To be a good product manager, one needs project management skills and a strong sense of consumer behavior as well as marketing. “You don't have to be the person who puts the digital strategy together, but you do have to understand how the elements of marketing contribute to the success of your product,” Vandenbosch says. “You also need to have a solid understanding of how your product will fit into the technology space.”

She advises those looking for education in product management to start with a course that shows you how to be a product manager before investing in a full degree or certificate: “Another thing I would strongly recommend is that you do a project management certificate, from the Project Management Institute, for example, because project management is a core component of being a good product manager because your product is your project.”
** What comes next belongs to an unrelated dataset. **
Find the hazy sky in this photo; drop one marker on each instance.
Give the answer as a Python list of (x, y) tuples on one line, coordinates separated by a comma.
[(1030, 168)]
Ciruli says he sees resumes that include bachelor's degrees in computer science, as well as MBAs. “I think the product management degree and certificate programs are new enough that I haven't seen the effects yet,” he says. “And so, I haven't seen downstream. How do they turn out as product managers? I don't know.”

Traditionally, product management was a hard job to obtain right out of school because there wasn't a degree in product management, especially given the needed skills (although that has also translated into high compensation for the role). “The biggest difference with these degrees will be when people graduate from college, they will be applying for their first job in product management,” he says. “That really speaks to the evolution and importance of this role, now that universities are creating these curricula and these degrees around it.”

Ciruli advises anyone who wants a degree in product management to make sure the course provides a focus in three essential areas: data science, business and communications. “You need to work well with data, you know how to write a business plan, and it is a critical part of a product manager's job to be able to communicate,” he says. “I've seen people who just can't give a presentation and it's a really difficult job if you can't communicate very effectively.”